Autotrasporto, Unatras scrive al Governo: più attenzione per il settore
Unatras ha espresso preoccupazione per la mancata attenzione verso il settore del trasporto su gomma rispetto all’attuazione pratica dei principi legislativi contenuti nella Legge di Stabilità 2016. Con questo presupposto il presidente di Unatras, Amedeo Genedani, ha inviato una lettera al presidente del Consiglio dei Ministri Matteo Renzi e al ministro delle Infrastrutture e dei Trasporti Graziano Delrio.
“Le associazioni dell’autotrasporto di merci hanno accettato un piano di sacrifici per il settore con spirito e senso di responsabilità al fine di ridisegnare il sistema del trasporto su strada agli obiettivi strategici nazionali per la riforma del trasporto e della logistica – si legge nella missiva -. L’Unatras, negli ultimi mesi, ha inviato delle richieste d’incontro al Ministero competente per concretizzare un dialogo costruttivo, tuttavia esse non sono state prese in considerazione”.
In particolare, la categoria, lamenta il fatto di non essere in grado finanziariamente di sostituire i veicoli obsoleti con quelli di ultima generazione perché mancano i decreti attuativi di ripartizione delle risorse.

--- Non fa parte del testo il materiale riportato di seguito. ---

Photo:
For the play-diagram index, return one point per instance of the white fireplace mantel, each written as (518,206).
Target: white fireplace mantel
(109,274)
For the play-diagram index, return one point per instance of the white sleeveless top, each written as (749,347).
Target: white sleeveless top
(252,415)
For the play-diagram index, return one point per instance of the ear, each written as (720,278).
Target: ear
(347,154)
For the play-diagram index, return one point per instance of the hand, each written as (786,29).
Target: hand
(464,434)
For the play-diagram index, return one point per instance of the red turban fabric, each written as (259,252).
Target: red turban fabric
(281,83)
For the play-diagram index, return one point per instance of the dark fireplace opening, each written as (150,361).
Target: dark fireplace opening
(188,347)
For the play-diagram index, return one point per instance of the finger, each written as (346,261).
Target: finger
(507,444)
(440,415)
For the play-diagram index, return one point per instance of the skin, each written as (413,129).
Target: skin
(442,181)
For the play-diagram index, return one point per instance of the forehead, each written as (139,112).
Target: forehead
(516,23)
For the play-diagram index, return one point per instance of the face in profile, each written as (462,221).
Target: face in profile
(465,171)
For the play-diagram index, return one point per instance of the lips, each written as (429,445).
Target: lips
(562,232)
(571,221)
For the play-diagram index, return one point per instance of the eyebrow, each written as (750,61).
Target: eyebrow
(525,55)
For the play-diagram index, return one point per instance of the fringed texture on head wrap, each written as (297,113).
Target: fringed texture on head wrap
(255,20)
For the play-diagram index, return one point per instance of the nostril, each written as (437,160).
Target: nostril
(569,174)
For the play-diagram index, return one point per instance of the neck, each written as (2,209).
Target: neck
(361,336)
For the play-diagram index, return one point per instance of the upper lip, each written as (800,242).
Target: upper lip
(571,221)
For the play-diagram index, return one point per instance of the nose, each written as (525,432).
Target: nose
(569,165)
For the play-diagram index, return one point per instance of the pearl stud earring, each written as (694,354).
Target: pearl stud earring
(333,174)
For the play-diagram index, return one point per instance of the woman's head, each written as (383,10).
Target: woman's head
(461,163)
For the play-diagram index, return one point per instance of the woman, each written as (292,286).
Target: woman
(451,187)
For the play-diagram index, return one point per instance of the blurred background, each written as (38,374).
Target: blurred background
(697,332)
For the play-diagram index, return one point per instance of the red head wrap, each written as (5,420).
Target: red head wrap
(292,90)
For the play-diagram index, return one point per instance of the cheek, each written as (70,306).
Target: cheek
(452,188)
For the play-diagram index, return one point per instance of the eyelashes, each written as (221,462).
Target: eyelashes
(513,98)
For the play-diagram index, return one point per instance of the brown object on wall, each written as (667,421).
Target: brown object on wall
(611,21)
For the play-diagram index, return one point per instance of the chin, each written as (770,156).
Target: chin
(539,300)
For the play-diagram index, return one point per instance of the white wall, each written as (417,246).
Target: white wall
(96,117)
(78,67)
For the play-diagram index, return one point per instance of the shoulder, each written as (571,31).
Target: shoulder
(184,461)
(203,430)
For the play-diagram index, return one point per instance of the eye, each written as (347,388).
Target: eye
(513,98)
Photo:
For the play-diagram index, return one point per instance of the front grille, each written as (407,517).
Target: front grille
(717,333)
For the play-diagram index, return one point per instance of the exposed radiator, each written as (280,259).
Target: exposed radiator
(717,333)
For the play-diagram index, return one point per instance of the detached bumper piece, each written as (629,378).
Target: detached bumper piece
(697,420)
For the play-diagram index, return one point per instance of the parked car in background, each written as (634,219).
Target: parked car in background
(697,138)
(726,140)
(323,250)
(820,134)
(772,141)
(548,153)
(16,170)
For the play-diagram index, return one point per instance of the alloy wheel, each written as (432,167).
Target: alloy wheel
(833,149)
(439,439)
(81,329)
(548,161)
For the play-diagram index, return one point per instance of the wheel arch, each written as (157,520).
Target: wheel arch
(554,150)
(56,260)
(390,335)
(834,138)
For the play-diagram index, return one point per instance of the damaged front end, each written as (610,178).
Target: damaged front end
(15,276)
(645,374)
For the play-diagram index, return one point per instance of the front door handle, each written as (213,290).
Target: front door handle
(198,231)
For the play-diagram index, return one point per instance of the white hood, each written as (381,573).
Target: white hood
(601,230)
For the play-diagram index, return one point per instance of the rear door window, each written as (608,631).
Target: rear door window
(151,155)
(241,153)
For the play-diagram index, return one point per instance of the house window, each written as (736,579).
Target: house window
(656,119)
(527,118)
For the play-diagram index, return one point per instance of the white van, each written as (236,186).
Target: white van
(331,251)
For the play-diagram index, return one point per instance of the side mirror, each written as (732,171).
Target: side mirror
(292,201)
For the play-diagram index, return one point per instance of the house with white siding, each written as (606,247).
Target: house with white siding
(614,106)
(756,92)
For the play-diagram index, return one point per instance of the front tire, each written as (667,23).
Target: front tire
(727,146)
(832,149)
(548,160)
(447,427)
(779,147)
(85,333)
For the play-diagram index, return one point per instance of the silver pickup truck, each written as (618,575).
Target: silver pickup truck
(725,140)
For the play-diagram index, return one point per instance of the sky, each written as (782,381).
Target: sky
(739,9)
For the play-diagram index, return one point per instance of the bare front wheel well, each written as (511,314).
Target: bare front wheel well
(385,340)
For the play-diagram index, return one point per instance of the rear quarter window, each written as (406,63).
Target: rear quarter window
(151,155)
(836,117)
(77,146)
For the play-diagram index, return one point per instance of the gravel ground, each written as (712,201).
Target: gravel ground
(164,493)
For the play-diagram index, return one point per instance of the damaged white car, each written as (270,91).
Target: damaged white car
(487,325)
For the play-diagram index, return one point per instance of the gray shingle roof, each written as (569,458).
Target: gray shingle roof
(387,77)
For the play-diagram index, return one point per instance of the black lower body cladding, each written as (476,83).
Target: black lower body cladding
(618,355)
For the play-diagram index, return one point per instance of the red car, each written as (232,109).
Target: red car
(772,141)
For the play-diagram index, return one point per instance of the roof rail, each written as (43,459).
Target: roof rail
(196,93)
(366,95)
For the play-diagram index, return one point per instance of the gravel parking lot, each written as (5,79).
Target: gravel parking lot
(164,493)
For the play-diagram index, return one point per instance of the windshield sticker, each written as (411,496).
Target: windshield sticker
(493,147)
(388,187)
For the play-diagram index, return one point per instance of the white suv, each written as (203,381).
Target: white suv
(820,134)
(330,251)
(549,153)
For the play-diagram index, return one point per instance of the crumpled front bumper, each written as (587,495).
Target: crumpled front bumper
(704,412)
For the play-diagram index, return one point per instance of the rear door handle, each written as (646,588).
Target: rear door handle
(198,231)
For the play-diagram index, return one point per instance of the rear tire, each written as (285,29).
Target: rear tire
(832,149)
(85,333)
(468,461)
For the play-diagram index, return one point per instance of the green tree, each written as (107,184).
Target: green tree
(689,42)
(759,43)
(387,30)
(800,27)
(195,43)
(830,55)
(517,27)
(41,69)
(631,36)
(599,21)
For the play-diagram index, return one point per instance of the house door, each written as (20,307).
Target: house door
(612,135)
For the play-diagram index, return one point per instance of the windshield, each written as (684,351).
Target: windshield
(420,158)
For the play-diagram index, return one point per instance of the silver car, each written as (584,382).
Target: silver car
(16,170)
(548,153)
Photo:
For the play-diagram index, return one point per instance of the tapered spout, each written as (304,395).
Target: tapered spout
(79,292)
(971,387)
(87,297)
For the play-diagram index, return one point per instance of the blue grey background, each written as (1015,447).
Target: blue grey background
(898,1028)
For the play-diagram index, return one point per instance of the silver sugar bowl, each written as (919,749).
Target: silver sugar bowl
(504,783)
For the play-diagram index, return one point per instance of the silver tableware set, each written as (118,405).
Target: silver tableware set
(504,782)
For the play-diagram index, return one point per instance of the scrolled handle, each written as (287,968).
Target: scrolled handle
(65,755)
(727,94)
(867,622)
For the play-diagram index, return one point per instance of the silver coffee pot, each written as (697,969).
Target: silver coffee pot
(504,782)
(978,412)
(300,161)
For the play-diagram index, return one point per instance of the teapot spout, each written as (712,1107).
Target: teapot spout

Unatras ritiene che la contabilizzazione del gettito derivante dal risparmio sulle agevolazioni delle accise per l’euro 0 dell’anno scorso e quello sugli euro 1 e 2 del corrente anno, possa facilitare l’impegno di risorse aggiuntive per consentire all’autotrasporto di affrontare le sfide del prossimo futuro.
L’associazione, inoltre, definisce importante la politica che favorisce il trasferimento sulla rotaia di parte del trasporto stradale, ma reputa “azzardato ipotizzare il caricamento dei veicoli e delle merci sulla ferrovia entro distanze inferiori ai 350 km. Infatti, la ricaduta sulla media distanza della distribuzione anche delle merci di consumo giornaliere sarebbe deleteria al fine del contenimento dei prezzi. Infine, si sottolinea l’estendersi di un malcontento difficilmente gestibile che potrebbe avere risvolti destabilizzanti per l’ordine pubblico provocato non solo dalla perdurante crisi economica e da particolari situazioni di crisi come quelle dell’ ILVA e del Sistri ma specie da un frammentato e discontinuo dialogo con il Ministero dei Trasporti”.
In chiusura, Unatras, torna nuovamente sull’indispensabile ruolo degli organi di vigilanza per contrastare il cabotaggio illegale e sulla necessità di intensificare tale lotta.